Zittingsplaats Maastricht

Zaaknummer: 11281518 \ CV EXPL 24-4334

Vonnis van 12 februari 2025

in de zaak van

VGZ ZORGVERZEKERAAR N.V.,

te Arnhem,

eisende partij,

hierna te noemen: VGZ,

gemachtigde: Flanderijn,

tegen

[gedaagde] ,

te [woonplaats] ,

gedaagde partij,

hierna te noemen: [gedaagde] ,

procederend in persoon.

1 De procedure

1.1.

Het verloop van de procedure blijkt uit:

- de dagvaarding
- de conclusie van antwoord
- de conclusie van repliek
- de conclusie van dupliek
- de akte van VGZ.

1.2.

Ten slotte is vonnis bepaald.

2 De feiten

2.1.

[gedaagde] heeft/had een persoonsgebonden budget (PGB), waarmee zij zorg kan inkopen.

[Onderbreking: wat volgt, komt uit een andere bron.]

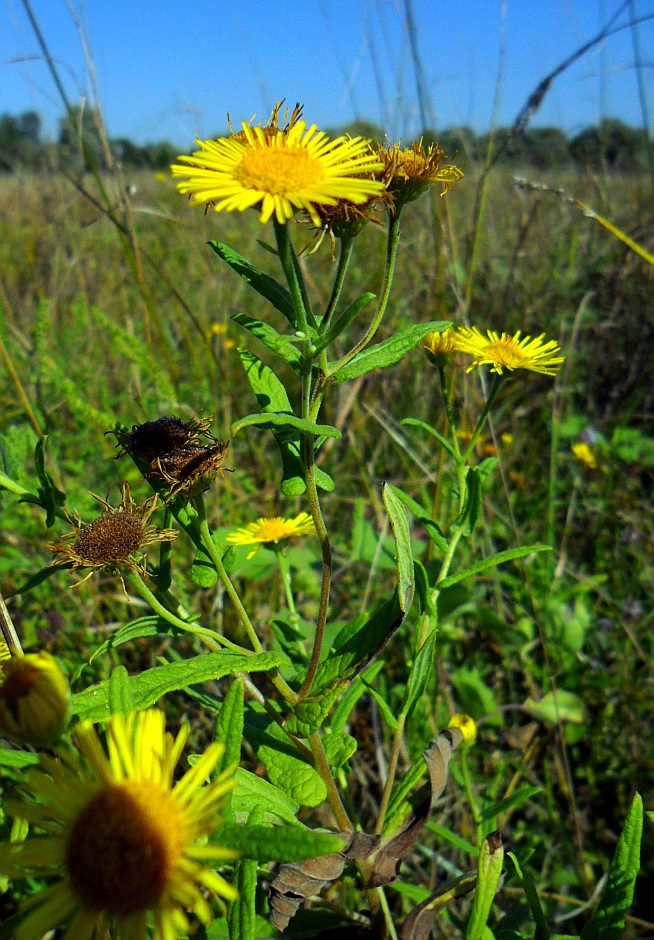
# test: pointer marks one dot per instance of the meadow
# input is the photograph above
(116, 312)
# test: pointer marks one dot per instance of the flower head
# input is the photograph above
(439, 347)
(34, 699)
(409, 172)
(466, 725)
(120, 836)
(278, 170)
(116, 539)
(271, 531)
(509, 352)
(585, 454)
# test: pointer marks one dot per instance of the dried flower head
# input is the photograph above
(439, 347)
(187, 471)
(509, 352)
(126, 844)
(409, 172)
(34, 699)
(154, 438)
(116, 539)
(270, 532)
(278, 169)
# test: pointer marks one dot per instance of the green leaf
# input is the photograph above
(402, 536)
(420, 671)
(281, 345)
(339, 748)
(251, 791)
(542, 930)
(149, 686)
(280, 422)
(510, 555)
(555, 707)
(120, 696)
(489, 870)
(422, 516)
(388, 352)
(265, 285)
(277, 843)
(445, 444)
(608, 921)
(342, 322)
(310, 714)
(51, 497)
(229, 725)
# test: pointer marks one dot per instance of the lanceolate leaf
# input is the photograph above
(265, 285)
(492, 562)
(276, 342)
(608, 921)
(389, 352)
(402, 535)
(147, 688)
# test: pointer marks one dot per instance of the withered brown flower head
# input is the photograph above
(187, 471)
(154, 438)
(409, 172)
(116, 539)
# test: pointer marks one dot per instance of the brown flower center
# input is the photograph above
(111, 538)
(123, 847)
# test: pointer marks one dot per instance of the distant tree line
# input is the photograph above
(80, 144)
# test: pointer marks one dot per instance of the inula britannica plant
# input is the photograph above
(308, 764)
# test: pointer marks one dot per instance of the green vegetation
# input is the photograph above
(115, 311)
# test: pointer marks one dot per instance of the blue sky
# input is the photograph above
(172, 69)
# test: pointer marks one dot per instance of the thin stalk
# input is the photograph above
(390, 777)
(321, 765)
(392, 244)
(344, 255)
(212, 639)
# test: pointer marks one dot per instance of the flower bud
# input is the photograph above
(34, 699)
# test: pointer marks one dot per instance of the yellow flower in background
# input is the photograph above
(121, 837)
(270, 532)
(278, 169)
(34, 699)
(466, 725)
(438, 347)
(584, 454)
(509, 352)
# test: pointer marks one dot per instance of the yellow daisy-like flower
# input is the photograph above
(269, 532)
(509, 352)
(120, 836)
(279, 169)
(585, 454)
(439, 347)
(34, 699)
(466, 725)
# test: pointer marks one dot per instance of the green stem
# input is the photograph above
(210, 637)
(347, 244)
(390, 777)
(495, 387)
(392, 244)
(321, 765)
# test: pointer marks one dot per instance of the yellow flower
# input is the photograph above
(271, 531)
(34, 699)
(439, 346)
(278, 169)
(466, 725)
(120, 836)
(585, 454)
(409, 172)
(509, 352)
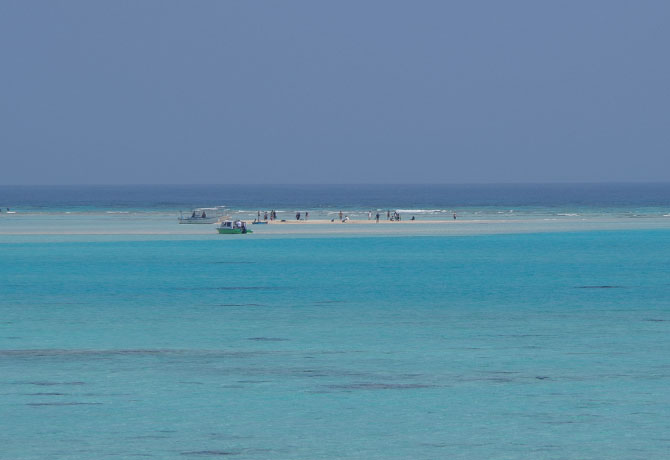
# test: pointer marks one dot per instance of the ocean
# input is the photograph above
(546, 340)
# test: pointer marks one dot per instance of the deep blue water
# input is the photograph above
(544, 346)
(337, 196)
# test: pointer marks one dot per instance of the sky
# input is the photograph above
(306, 92)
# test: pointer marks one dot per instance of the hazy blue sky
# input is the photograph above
(337, 92)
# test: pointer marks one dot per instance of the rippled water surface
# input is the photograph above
(535, 346)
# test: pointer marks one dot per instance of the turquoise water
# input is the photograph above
(543, 346)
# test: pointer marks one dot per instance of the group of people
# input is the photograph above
(391, 216)
(273, 215)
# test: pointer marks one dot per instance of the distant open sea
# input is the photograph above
(551, 344)
(354, 197)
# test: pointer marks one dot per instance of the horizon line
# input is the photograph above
(312, 184)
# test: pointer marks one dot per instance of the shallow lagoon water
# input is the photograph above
(547, 345)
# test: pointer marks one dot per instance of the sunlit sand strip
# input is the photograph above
(319, 228)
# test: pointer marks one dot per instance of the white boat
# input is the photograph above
(202, 216)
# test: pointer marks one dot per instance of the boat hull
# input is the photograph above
(197, 220)
(232, 231)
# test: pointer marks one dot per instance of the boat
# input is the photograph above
(233, 227)
(202, 216)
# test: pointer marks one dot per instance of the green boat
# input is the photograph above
(233, 227)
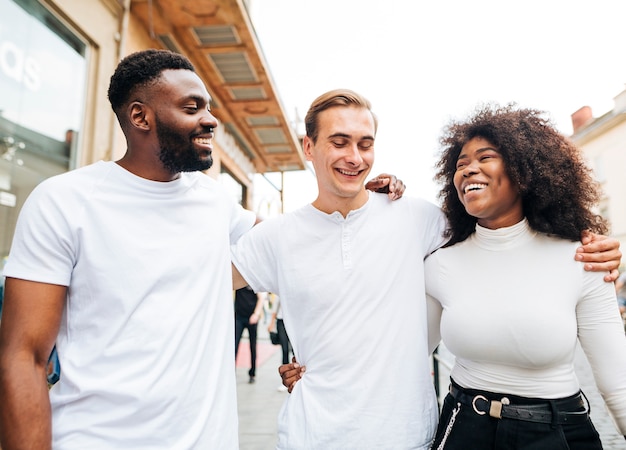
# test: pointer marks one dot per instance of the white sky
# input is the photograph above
(421, 63)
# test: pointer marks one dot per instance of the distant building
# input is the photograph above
(603, 139)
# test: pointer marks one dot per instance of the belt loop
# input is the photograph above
(587, 400)
(555, 415)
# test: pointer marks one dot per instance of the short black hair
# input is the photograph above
(141, 69)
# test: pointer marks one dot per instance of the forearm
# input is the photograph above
(25, 421)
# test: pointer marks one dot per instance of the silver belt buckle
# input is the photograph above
(479, 397)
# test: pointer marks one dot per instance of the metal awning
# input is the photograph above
(220, 40)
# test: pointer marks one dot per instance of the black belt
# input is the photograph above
(568, 410)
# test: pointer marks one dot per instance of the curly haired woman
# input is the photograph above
(512, 303)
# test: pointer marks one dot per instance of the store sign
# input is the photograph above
(16, 64)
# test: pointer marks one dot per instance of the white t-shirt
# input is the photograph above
(515, 302)
(352, 295)
(145, 343)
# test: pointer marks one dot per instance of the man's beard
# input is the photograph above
(177, 151)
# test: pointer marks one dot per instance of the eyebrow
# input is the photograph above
(349, 136)
(480, 150)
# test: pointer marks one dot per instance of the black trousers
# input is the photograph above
(461, 428)
(240, 324)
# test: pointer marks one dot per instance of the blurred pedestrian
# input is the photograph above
(248, 309)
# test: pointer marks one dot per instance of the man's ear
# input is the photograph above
(307, 144)
(138, 114)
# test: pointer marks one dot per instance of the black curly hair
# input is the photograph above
(142, 69)
(557, 188)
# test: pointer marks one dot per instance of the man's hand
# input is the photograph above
(386, 184)
(600, 254)
(291, 373)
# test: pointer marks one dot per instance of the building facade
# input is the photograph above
(56, 59)
(603, 140)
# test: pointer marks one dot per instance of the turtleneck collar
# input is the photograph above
(503, 238)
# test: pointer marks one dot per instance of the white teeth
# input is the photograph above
(473, 187)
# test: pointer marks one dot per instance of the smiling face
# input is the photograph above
(484, 188)
(342, 156)
(184, 123)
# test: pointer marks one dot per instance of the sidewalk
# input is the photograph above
(260, 402)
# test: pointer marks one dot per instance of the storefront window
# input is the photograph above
(42, 82)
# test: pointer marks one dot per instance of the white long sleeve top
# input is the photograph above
(513, 303)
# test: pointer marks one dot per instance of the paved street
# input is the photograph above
(260, 402)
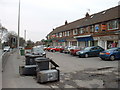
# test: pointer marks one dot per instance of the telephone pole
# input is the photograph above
(18, 41)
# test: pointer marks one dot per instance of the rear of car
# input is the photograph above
(6, 49)
(39, 51)
(110, 54)
(90, 51)
(74, 50)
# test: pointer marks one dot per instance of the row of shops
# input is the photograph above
(104, 41)
(93, 30)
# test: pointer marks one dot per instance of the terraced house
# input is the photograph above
(101, 29)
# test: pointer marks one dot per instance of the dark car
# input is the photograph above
(90, 51)
(74, 50)
(112, 54)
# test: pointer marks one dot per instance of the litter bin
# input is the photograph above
(42, 64)
(30, 59)
(22, 52)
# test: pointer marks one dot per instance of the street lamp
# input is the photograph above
(18, 41)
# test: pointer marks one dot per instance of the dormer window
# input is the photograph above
(75, 32)
(103, 12)
(112, 25)
(97, 28)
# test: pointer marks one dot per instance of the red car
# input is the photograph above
(74, 50)
(49, 48)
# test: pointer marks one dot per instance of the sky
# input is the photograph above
(40, 17)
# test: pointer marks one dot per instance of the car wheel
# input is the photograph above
(103, 58)
(53, 50)
(86, 55)
(112, 57)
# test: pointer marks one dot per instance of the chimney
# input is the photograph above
(66, 22)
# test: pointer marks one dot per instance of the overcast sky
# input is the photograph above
(39, 17)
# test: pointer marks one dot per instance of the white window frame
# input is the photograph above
(98, 27)
(81, 30)
(60, 34)
(113, 22)
(75, 32)
(68, 33)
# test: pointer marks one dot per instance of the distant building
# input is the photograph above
(92, 30)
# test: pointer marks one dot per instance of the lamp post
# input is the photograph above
(18, 41)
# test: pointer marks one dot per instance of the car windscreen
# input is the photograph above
(87, 48)
(112, 49)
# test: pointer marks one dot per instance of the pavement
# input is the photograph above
(0, 68)
(74, 73)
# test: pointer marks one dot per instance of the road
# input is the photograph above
(74, 73)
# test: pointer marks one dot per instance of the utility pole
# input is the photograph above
(25, 35)
(18, 41)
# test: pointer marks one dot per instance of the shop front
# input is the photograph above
(72, 42)
(85, 40)
(107, 41)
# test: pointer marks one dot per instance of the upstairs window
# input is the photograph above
(75, 32)
(103, 27)
(97, 28)
(113, 25)
(60, 34)
(87, 29)
(68, 33)
(81, 30)
(57, 35)
(92, 28)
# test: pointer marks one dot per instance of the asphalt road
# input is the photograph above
(0, 52)
(0, 68)
(74, 73)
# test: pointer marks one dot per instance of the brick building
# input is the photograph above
(101, 29)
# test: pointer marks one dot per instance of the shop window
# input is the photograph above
(97, 28)
(68, 33)
(103, 27)
(92, 28)
(65, 33)
(60, 34)
(87, 29)
(75, 32)
(81, 30)
(113, 25)
(57, 35)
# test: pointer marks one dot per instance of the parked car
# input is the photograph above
(57, 49)
(49, 48)
(90, 51)
(38, 51)
(112, 54)
(67, 50)
(6, 49)
(74, 50)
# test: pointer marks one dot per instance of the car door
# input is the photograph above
(118, 53)
(93, 52)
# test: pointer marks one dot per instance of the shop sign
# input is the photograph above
(106, 38)
(103, 27)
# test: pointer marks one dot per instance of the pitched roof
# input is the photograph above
(105, 15)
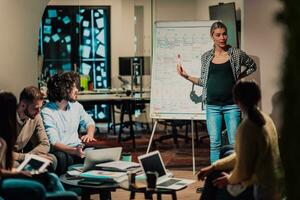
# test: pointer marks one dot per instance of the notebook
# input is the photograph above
(33, 163)
(97, 156)
(153, 162)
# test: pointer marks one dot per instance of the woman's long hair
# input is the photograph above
(8, 124)
(248, 94)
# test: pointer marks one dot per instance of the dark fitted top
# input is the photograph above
(219, 84)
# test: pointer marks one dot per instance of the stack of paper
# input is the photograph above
(118, 165)
(104, 176)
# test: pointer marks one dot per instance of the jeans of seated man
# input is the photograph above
(210, 192)
(46, 186)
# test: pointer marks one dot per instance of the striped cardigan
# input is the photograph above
(238, 58)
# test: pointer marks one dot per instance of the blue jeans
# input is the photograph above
(214, 117)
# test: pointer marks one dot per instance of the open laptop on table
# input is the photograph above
(97, 156)
(153, 162)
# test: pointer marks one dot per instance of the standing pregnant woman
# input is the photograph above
(221, 68)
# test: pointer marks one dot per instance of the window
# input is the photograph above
(78, 38)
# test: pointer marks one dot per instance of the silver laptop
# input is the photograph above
(97, 156)
(153, 162)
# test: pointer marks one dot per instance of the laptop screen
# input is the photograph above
(153, 163)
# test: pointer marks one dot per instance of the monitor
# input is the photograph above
(125, 65)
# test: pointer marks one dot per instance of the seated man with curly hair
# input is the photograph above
(62, 117)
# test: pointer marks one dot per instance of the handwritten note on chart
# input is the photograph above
(173, 97)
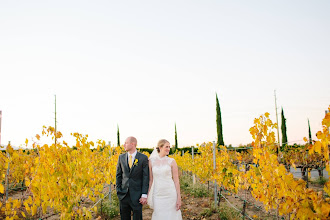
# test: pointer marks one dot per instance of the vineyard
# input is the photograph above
(59, 179)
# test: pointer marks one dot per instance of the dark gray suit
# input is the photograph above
(131, 184)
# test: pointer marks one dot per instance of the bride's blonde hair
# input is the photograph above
(161, 143)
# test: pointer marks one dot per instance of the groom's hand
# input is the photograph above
(143, 201)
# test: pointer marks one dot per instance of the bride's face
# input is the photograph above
(165, 150)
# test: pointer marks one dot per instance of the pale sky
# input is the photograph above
(146, 65)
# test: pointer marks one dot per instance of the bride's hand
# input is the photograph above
(178, 205)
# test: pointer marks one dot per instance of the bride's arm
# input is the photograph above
(150, 176)
(175, 175)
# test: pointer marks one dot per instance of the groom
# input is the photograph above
(132, 181)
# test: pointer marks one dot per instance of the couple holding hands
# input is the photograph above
(153, 181)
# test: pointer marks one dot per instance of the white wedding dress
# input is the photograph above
(162, 196)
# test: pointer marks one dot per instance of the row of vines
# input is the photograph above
(59, 178)
(268, 180)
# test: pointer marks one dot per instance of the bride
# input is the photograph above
(164, 187)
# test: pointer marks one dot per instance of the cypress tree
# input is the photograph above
(283, 128)
(176, 139)
(219, 123)
(309, 133)
(118, 136)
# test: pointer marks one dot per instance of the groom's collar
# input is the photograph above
(133, 154)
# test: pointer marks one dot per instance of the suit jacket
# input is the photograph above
(134, 180)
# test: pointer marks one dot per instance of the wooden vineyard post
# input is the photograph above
(110, 182)
(192, 156)
(7, 173)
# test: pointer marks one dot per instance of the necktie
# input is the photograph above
(130, 161)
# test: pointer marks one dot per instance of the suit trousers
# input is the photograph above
(126, 208)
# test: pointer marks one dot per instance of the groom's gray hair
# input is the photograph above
(132, 139)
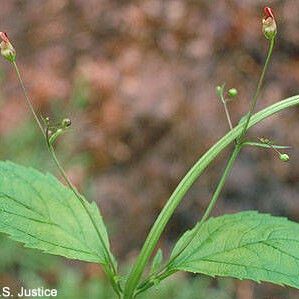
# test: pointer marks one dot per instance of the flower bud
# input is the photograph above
(7, 49)
(219, 91)
(284, 157)
(269, 24)
(66, 122)
(233, 92)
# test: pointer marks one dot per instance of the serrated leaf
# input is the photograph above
(246, 245)
(39, 211)
(157, 261)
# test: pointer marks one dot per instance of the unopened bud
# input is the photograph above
(284, 157)
(7, 49)
(233, 92)
(269, 24)
(66, 122)
(219, 91)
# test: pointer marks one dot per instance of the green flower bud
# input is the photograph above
(7, 49)
(284, 157)
(269, 24)
(66, 122)
(219, 90)
(233, 92)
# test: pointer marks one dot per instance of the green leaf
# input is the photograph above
(39, 211)
(157, 261)
(246, 245)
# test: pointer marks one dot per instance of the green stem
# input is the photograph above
(185, 185)
(182, 189)
(257, 92)
(110, 271)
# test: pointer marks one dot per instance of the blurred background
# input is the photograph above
(138, 80)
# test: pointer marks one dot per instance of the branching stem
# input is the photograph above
(110, 270)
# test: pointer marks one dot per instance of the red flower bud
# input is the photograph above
(269, 24)
(268, 13)
(7, 49)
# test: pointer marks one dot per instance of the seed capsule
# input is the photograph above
(7, 49)
(284, 157)
(233, 92)
(66, 122)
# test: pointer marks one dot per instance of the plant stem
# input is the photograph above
(182, 189)
(29, 103)
(164, 272)
(185, 185)
(257, 92)
(111, 270)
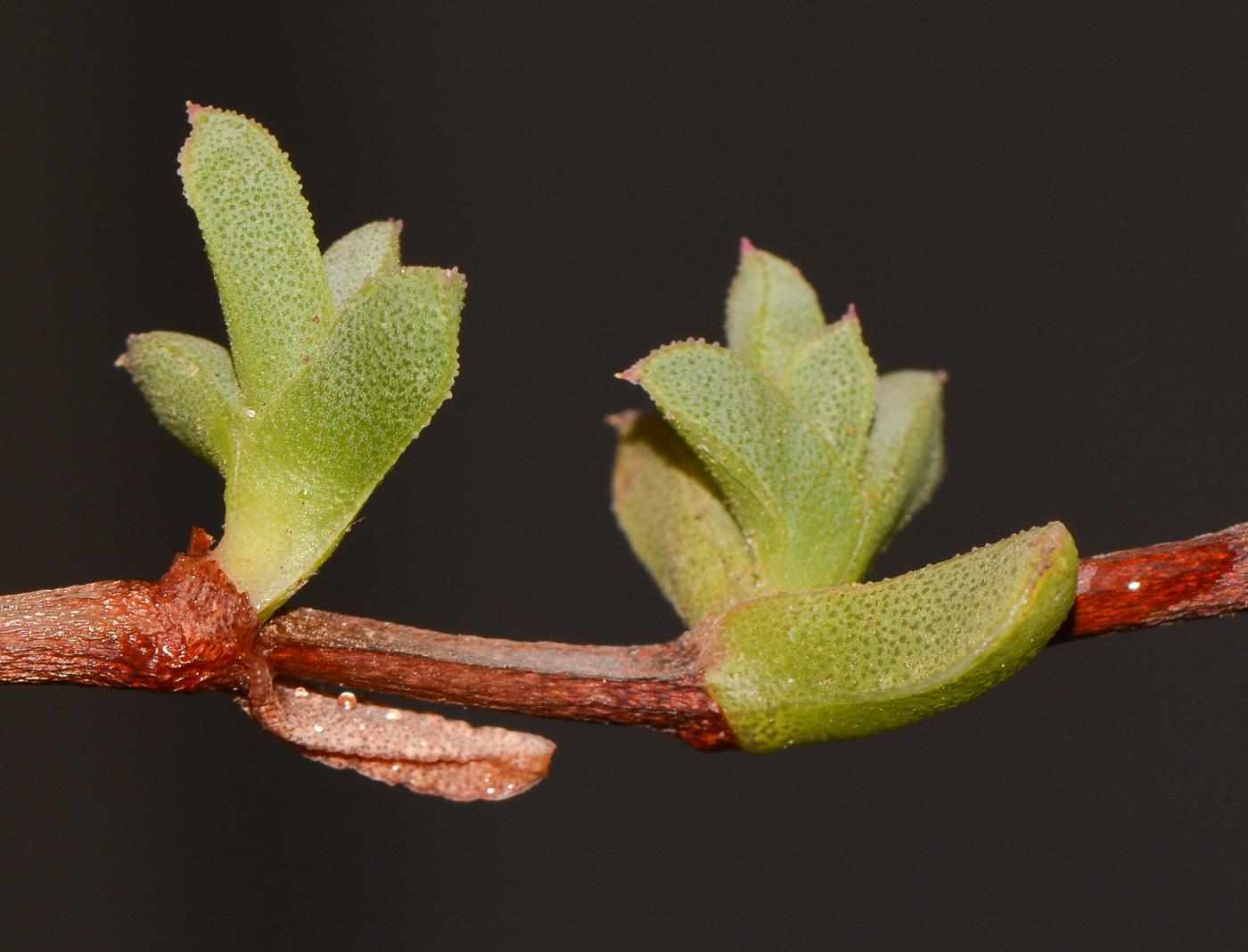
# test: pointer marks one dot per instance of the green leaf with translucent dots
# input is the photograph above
(905, 457)
(357, 256)
(190, 384)
(677, 521)
(311, 458)
(784, 483)
(770, 311)
(265, 256)
(832, 381)
(860, 659)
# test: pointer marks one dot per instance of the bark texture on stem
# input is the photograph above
(193, 630)
(655, 686)
(1161, 584)
(185, 633)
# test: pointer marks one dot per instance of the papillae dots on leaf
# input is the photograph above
(817, 458)
(858, 659)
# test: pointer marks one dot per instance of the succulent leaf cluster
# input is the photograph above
(799, 464)
(782, 467)
(336, 361)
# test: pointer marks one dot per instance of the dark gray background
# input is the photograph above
(1050, 203)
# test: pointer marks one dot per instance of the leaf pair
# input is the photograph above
(336, 361)
(801, 464)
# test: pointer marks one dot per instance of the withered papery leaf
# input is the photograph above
(422, 751)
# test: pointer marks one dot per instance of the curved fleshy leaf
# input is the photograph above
(860, 659)
(265, 256)
(784, 483)
(832, 381)
(770, 311)
(357, 256)
(674, 519)
(190, 384)
(317, 451)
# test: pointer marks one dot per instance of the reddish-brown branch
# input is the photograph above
(191, 630)
(1161, 584)
(654, 686)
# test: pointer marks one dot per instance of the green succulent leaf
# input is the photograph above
(832, 381)
(676, 521)
(315, 455)
(191, 387)
(336, 362)
(905, 458)
(770, 311)
(265, 256)
(860, 659)
(784, 483)
(357, 256)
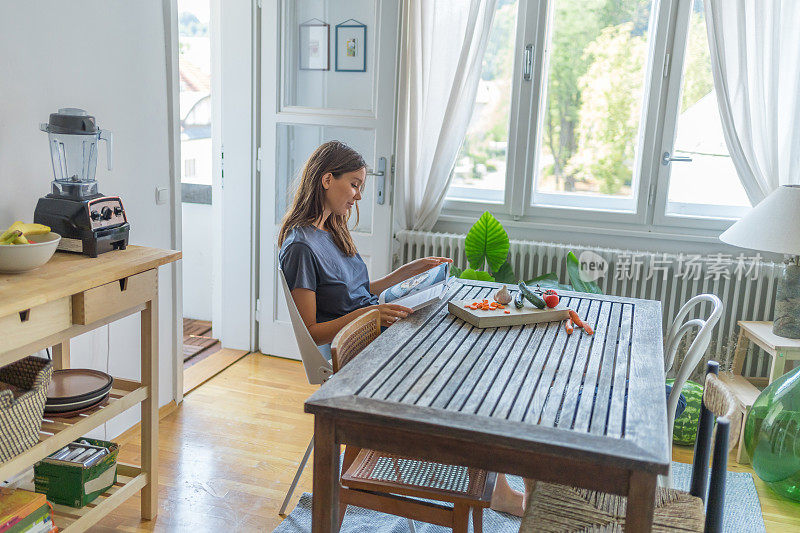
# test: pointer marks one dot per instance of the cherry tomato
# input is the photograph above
(551, 300)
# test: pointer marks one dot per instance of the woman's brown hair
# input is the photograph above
(309, 200)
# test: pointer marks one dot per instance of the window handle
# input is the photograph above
(666, 159)
(380, 182)
(527, 62)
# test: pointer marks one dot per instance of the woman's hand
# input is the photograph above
(418, 266)
(391, 313)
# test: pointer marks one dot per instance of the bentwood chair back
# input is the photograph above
(392, 483)
(354, 337)
(558, 508)
(696, 350)
(317, 368)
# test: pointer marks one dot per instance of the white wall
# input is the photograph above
(197, 260)
(108, 57)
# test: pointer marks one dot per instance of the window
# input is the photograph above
(707, 184)
(194, 64)
(480, 169)
(593, 122)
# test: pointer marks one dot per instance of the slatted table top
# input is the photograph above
(599, 398)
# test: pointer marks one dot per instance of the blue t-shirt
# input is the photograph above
(311, 260)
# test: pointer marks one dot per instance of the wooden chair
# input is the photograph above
(318, 370)
(560, 508)
(696, 350)
(694, 354)
(387, 482)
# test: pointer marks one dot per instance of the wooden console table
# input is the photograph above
(70, 295)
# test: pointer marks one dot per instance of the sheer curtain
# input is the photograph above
(755, 59)
(440, 64)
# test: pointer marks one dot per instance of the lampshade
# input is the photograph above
(771, 226)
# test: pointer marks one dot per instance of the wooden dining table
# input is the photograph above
(531, 400)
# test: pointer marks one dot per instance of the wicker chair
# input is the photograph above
(560, 508)
(384, 482)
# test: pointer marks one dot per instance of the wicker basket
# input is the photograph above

[gedaagde] heeft haar kosten gedeclareerd bij VGZ en VGZ heeft een bedrag van € 49.096,38 1 aan [gedaagde] uitbetaald.

2.2.

VGZ is op grond van artikel 7.10 van de Regeling Zorgverzekering een onderzoek

gestart naar declaraties van [gedaagde] voor persoonlijke verzorging en/of verpleging via [naam 1] Dienstverlening. Het gaat om ingediende declaraties voor PGB formele verzorging en verpleging ingediend in de periode 1 september 2018 tot en met 31 december 2019.

2.3.

Op 16 december 2020 is [gedaagde] per aangetekende brief gevraagd om toezending van documenten. Op 14 januari 2021 en vervolgens op 1 februari 2021 is een herinnering gestuurd.

2.4.

[gedaagde] is verplicht om haar dossier zelfstandig te beheren en minimaal 5 jaar te bewaren. Ook is [gedaagde] verplicht het dossier aan VGZ te verstrekken als VGZ hierom vraagt. Dit is geregeld in het Reglement PGB.2

2.5.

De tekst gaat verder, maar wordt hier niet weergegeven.